Hen Mazzig is an Israeli writer and the co-founder of the Tel Aviv Institute, which combats antisemitism online. His first book, The Wrong Kind of Jew: A Mizrahi Manifesto, from which this excerpt was adapted, was published in October by Wicked Son Press.
Dorothy Rabinowitz says
Wonderfully written. My sister-in-law is a Sabra from Iraqi Jewish Heritage. My brother is Ashkenazi. They fell in love & have beautiful grown children & grandchildren now. I always thought they had the best of both worlds. Thank you for speaking your mind. Wow! Here I thought the problem with being Jewish was marrying a Jew-by-choice. That’s a whole ‘nother topic.
Ken Caudell says
To Dorothy:
The Talmud tells us to consider the convert the same as Jews by birth. I fail to see how a marriage between the two could be considered a problem.
Ayala says
@ Ken Caudell- “Converted”?? Do you mean an non-Jew married a Jew? Who is the non-Jew in the couple that you refer to? “the Iraqi sabra” or the “Ashkenazi”?
I think that you missed the entire idea of the above reply…
Zoe says
I think you missed his point. He was replying to Dorothy who wrote, ” Wow! Here I thought the problem with being Jewish was marrying a Jew-by-choice. That’s a whole ‘nother topic.” She mentioned “Jew by choice” meaning someone converted. He said there’s no problem; a convert is considered as Jewish as someone born Jewish.
Linda Prince says
I just found my Hadassah magazine from March and read your article. I am incredibly, deeply inspired by you!! You call for us to:
“to love Mizrahi Jews as much as you love the food that we cook, the music that we compose, the history that we’ve lived, the country that we’ve helped build and the soul we gave to her. If you do this, your love will be reciprocated.“
I say we should LOVE all Jews, converts, Mizrahim, Ashkenazi, diaspora, of color, white, neon green, it should not matter from where we come any more than the color of our skin! WE ARE ALL ONE JEWISH PEOPLE!!! It’s impossible to ask other goyim to love and respect us when we barely love and respect each other!!! No wonder we war and fight battles, political and otherwise and on every front, if this is how we treat each other!!!

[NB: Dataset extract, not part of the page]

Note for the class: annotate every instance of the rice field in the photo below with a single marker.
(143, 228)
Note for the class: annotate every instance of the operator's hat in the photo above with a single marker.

My daughter graduates this year with a Music Theorpy undergraduate and will continue on as a rabbinic student, thereafter. She happens to also be pansexual. Since she was 12 and had her bat mitzvah, she has wanted to be a rabbinic cantor so she could lead her own congregation in both capacities. She has wanted to open it to ALL JEWS of every walk. People with tattoos and piercing (thanks to another Hadassah magazine article years ago, Jews with Tattoos), alternative lifestyles, even non Jews whom want to connect with their roots to better understand each other. My husband, her older brother and I have been impressed with her since she was young and inspired us to be our best selves. We’ve always known she would change the world for the better. I read your article and immediately gave it to her to understand the Jewish world, at large and to incorporate your call to arms into hers!
I hope and pray we can change the world together with your impactful article!! Thank you for challenging us to level up and again, be our best selves!!! It’s time to learn and grow as one people!!!